"Wir müssen neue Wege gehen"
Die Kirche habe sich in ihrer 2000-jährigen Geschichte immer in Richtung Zukunft entwickelt, sagt der Vorsitzende der der Deutschen Bischofskonferenz Reinhard Marx. Insofern sei sie gut beraten, sich bei der Synode im Rom offen gegenüber Veränderungen zu zeigen.
Philipp Gessler: In den kommenden zwei Wochen kommen in Rom rund 200 Bischöfe aus der ganzen Welt zusammen, um auf einer Synode das Familienbild der katholischen Kirche zu diskutieren. Was sich auf den ersten Blick nicht allzu spektakulär anhört, birgt viel Sprengstoff in sich. Denn an diesem Familienbild der Kirche hängt ein Großteil ihres Lehrgebäudes – und wer dieses Familienbild verändert, verändert zugleich die Kirche.
Ein Beispiel: Wenn Leuten, deren katholisch geschlossene Ehe gescheitert ist, staatlich einen neuen Partner heiraten – leben sie dann eigentlich mit dem neuen Partner "in Sünde", wie man das früher nannte, da die katholische Ehe doch, theologisch gesehen, als unauflöslich gilt? Dürfen sie noch zur Eucharistie? Und wenn die katholische Kirche sagt: Doch, dies bleiben voll akzeptierte Kirchenmitglieder: Gilt dann eigentlich noch das Verbot der sexuellen Beziehung außerhalb der Ehe?
Ein Beispiel: Wenn Leuten, deren katholisch geschlossene Ehe gescheitert ist, staatlich einen neuen Partner heiraten – leben sie dann eigentlich mit dem neuen Partner "in Sünde", wie man das früher nannte, da die katholische Ehe doch, theologisch gesehen, als unauflöslich gilt? Dürfen sie noch zur Eucharistie? Und wenn die katholische Kirche sagt: Doch, dies bleiben voll akzeptierte Kirchenmitglieder: Gilt dann eigentlich noch das Verbot der sexuellen Beziehung außerhalb der Ehe?
Über die Bischofssynode in Rom habe ich gestern mit dem Vorsitzenden der deutschen Bischofskonferenz, Reinhard Kardinal Marx, in Rom gesprochen. Ich habe den Erzbischof von München, den offiziell einzigen deutschen Bischof bei der Synode, in seiner Residenz in München getroffen.
Meine erste Frage an ihn war: Derzeit gibt es Kriege in der Ukraine und im Nahen Osten, ein Dschihadismus auf dem Vormarsch, eine Seuche mit Tausenden Toten in Westafrika sowie eine Milliarde Menschen, die hungern oder mangelernährt sind - und die Kirche diskutiert mit Leidenschaft darüber, ob ein paar Tausend wiederverheiratete Geschiedene die Kommunion bekommen sollen.
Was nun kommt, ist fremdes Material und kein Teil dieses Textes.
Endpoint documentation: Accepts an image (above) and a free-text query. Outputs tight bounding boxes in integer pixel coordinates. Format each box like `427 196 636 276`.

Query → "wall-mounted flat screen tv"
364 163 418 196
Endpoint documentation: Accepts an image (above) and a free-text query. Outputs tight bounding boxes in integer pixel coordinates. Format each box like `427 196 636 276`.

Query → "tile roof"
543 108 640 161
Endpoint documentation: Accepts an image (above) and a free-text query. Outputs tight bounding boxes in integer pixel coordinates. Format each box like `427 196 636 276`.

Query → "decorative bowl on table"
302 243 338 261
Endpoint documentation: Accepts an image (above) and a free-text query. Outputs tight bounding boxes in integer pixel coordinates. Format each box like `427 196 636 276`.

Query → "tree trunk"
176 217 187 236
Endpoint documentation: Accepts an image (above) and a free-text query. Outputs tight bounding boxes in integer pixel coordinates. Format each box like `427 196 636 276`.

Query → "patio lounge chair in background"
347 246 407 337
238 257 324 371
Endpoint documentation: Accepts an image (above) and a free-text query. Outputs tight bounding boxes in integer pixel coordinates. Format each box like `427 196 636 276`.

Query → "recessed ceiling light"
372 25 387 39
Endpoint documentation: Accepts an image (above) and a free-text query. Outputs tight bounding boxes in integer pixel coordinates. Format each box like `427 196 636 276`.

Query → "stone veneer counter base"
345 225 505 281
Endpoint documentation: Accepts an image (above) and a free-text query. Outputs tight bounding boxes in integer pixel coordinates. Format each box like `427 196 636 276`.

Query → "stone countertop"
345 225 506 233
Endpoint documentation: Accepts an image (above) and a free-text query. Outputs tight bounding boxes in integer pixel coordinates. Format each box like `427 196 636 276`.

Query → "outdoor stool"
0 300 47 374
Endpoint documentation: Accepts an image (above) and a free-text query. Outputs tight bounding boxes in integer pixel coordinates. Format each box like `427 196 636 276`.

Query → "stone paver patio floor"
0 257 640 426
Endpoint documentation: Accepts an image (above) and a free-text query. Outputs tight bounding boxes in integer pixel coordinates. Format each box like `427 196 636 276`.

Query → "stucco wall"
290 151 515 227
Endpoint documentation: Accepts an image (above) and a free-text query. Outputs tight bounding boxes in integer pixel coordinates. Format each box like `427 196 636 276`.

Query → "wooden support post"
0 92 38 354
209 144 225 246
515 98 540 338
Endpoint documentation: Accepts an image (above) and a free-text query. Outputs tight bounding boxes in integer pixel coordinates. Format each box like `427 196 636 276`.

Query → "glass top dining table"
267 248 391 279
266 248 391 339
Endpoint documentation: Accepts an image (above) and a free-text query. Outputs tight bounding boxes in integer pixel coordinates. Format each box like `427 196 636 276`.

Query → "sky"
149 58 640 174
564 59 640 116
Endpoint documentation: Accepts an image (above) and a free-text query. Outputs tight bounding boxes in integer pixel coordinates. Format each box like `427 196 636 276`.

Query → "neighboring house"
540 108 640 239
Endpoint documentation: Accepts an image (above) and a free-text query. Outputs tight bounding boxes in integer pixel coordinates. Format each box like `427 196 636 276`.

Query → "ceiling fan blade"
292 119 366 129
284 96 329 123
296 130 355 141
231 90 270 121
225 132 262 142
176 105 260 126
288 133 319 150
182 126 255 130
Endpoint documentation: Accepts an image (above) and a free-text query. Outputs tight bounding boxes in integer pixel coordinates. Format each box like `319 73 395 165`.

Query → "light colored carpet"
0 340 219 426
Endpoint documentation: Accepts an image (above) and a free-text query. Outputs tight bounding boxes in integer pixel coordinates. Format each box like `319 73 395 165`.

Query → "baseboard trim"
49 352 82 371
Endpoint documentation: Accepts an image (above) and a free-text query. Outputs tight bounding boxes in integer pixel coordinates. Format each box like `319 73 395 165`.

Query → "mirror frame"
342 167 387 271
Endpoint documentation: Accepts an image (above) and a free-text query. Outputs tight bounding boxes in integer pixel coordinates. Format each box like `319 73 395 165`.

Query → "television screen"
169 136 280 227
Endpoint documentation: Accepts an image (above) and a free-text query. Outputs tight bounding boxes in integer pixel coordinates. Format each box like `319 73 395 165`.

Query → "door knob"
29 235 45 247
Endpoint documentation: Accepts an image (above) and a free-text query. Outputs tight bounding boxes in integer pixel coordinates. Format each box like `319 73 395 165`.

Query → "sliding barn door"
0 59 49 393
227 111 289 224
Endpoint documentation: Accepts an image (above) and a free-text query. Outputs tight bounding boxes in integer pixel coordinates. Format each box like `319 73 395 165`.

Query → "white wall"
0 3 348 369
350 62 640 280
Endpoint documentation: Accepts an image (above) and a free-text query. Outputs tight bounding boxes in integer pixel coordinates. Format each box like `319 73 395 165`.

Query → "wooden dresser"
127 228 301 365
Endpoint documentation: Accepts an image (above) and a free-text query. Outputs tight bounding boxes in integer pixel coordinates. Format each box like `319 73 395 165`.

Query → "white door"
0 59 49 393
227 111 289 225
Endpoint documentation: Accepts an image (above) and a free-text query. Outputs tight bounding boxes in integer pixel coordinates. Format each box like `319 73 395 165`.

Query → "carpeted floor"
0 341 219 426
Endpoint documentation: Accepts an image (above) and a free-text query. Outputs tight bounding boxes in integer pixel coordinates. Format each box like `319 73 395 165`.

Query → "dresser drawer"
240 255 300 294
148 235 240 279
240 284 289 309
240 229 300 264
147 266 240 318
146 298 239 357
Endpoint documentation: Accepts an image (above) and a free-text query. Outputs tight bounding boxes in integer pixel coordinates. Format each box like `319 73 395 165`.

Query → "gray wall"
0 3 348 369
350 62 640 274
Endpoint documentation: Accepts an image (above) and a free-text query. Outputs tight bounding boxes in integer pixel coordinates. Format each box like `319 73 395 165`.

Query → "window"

Ist da die katholische Kirche wirklich am Puls der Zeit?
Reinhard Marx: Naja, wir haben uns zu den anderen Themen auch geäußert, und der Papst ist sehr involviert. Er hat einen Sondergesandten in den Irak geschickt - also es ist nicht so, als würden wir uns nur mit einem Thema beschäftigen, das nun seit über einem Jahr angekündigt ist. Nein, es wäre sicherlich nicht gut, wenn man den Eindruck gewinnen würde, wir haben nur ein Problem. Aber das Thema Ehe und Familie ist ein zentrales Thema, gerade auch in diesen Gebieten.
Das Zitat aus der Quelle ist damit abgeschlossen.